Dalam Islam, sesama umat muslim diperintahkan menjaga aib dan kehormatan saudaranya. Sebagaimana sabda Rasulullah saw. yang dituturkan oleh Abu Darda, "Siapa yang mempertahankan kehormatan saudaranya yang akan dicemarkan orang, maka Allah Swt. akan menolak api neraka dari mukanya pada hari kiamat." (HR. Tirmidzi)

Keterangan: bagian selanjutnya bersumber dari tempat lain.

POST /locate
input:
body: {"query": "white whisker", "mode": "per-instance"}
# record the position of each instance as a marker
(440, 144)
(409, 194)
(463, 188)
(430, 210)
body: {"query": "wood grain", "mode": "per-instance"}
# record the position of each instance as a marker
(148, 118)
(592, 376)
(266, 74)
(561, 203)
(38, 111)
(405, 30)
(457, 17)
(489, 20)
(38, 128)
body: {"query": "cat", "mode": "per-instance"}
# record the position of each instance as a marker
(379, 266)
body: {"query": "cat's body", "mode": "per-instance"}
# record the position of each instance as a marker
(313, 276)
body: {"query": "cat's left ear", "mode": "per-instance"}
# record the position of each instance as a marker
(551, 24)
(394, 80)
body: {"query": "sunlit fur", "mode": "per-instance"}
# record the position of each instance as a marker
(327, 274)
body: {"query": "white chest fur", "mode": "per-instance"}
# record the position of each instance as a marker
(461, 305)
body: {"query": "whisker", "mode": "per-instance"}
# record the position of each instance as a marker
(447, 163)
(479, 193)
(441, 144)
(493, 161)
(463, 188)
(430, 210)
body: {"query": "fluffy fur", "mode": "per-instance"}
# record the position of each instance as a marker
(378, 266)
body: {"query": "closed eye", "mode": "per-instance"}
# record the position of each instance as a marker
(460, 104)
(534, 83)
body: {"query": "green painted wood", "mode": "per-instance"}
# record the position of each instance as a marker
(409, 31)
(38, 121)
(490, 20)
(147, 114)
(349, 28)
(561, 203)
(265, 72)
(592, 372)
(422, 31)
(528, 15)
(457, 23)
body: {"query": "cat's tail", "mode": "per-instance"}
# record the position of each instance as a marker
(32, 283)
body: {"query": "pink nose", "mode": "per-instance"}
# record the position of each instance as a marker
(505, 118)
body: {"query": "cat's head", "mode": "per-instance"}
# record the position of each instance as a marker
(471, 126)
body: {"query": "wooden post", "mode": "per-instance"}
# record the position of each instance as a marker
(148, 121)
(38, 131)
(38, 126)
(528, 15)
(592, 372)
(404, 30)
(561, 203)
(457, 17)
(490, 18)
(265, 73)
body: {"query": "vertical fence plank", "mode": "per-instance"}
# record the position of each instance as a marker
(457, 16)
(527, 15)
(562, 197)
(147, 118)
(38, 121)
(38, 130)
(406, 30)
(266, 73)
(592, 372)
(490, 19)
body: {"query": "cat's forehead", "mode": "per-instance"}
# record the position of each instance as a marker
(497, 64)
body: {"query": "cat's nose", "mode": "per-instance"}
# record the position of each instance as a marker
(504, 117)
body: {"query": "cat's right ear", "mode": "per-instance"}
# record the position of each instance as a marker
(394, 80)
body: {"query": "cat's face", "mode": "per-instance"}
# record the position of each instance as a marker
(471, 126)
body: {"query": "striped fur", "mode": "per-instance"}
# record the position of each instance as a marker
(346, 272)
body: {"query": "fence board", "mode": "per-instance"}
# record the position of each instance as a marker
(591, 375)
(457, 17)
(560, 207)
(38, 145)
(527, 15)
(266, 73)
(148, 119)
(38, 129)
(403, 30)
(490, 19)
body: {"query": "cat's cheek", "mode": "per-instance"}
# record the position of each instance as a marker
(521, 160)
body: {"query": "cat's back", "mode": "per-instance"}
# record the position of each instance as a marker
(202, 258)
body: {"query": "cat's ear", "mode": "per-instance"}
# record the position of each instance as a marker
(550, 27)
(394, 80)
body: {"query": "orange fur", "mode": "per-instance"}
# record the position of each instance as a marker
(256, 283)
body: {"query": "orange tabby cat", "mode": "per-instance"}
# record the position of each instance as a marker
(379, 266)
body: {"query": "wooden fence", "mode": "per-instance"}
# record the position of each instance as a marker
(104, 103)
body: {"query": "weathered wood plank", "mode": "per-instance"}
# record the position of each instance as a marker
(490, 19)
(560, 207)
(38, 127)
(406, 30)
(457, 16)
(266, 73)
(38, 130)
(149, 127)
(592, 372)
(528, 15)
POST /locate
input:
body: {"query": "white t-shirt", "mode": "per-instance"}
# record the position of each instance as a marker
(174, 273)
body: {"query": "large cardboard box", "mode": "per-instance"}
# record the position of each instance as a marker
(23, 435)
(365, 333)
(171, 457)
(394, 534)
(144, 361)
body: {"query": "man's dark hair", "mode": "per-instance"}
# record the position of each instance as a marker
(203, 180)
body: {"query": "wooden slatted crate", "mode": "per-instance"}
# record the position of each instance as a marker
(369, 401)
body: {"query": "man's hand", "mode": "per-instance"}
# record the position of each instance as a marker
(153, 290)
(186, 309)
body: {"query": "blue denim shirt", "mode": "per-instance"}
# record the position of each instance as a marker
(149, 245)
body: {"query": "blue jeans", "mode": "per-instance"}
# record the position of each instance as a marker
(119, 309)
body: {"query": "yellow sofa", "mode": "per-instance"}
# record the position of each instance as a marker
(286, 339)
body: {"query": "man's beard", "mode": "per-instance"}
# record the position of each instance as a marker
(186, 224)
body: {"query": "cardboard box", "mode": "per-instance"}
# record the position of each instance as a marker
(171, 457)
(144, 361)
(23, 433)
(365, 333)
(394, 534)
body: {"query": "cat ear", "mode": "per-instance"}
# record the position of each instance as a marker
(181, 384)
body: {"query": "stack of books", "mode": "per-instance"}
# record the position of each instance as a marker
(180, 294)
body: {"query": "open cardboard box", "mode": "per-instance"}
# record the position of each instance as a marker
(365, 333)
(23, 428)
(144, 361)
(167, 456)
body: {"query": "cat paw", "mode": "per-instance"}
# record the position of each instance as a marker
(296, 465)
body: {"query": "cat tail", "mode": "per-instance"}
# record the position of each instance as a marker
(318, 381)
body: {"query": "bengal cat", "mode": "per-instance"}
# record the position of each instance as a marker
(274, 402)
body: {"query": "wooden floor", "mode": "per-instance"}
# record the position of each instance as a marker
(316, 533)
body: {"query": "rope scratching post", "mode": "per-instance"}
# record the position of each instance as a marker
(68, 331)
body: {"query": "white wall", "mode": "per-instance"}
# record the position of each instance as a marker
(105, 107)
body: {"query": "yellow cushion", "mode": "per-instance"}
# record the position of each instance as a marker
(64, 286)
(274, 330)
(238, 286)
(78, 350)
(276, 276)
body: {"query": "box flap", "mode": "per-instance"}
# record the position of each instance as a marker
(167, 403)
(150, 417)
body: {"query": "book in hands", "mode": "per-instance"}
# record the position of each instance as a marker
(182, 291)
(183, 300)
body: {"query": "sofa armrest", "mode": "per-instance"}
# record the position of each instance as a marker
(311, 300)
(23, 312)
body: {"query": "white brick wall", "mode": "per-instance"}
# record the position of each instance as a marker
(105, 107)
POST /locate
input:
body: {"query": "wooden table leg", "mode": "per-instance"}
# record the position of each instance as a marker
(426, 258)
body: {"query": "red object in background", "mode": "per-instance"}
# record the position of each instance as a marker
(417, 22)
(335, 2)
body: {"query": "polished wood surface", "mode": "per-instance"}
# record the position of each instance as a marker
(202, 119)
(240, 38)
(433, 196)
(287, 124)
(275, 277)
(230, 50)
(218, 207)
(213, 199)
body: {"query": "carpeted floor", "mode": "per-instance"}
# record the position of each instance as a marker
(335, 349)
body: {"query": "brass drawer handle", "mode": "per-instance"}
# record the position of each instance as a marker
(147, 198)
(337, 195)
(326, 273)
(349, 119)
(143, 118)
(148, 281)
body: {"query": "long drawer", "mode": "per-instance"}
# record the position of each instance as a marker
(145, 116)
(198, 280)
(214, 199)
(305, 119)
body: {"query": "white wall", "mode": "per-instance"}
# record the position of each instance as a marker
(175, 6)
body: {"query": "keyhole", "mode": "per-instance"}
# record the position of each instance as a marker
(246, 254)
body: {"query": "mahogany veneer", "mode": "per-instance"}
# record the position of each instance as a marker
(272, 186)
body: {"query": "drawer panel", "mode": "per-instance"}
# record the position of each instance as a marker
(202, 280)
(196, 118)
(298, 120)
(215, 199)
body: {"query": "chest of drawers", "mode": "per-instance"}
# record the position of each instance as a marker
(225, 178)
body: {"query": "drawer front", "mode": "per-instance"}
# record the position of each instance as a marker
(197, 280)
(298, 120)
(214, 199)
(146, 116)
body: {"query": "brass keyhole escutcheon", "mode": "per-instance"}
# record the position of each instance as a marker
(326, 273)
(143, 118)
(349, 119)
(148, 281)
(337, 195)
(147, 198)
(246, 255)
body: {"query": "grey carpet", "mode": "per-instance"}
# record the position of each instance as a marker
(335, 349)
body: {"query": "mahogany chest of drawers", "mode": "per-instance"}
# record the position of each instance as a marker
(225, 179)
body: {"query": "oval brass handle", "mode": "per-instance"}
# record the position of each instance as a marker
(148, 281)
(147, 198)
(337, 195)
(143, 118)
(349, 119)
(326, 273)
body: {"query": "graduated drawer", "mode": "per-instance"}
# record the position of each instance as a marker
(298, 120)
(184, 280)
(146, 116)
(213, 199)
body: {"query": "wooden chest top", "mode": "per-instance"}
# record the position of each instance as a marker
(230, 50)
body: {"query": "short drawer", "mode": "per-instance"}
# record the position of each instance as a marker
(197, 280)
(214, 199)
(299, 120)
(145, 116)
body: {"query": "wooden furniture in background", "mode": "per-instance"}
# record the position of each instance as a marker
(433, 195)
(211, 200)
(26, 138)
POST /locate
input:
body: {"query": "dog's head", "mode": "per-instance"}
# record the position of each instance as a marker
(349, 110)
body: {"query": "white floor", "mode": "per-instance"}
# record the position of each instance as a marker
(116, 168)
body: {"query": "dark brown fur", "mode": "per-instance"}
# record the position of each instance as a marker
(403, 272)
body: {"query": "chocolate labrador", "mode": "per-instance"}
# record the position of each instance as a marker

Maka, mulai sekarang yuk, kita jauhi gibah! Dan jika kita menemui orang-orang yang sedang bergibah sebaiknya dinasihati agar mereka berhenti melakukan gibah. Ajak mereka belajar dan mengenal Islam lebih dalam agar mengerti bahwa aktivitas gibah itu hanya akan menambah dosa dan merupakan sebuah kemaksiatan.

Masih banyak aktivitas lain yang jauh lebih bermanfaat daripada bergibah. Misalnya, mengikuti kajian-kajian online/offline, membaca buku, mendengarkan ceramah-ceramah agama dan lain sebagainya. Ini jelas aktivitas yang full manfaat. Sedangkan bergibah hanya membuang-buang waktu. Kita hidup di dunia ini hanya sebentar, jangan disia-siakan! Oleh karena itu manfaatkanlah sisa waktu yang ada dengan aktivitas-aktivitas yang berbuah pahala dan tentunya yang mendatangkan rida Allah semata. Mau hidup berkah, yuk stop gibah! Keep hamasah, ya Ukhti!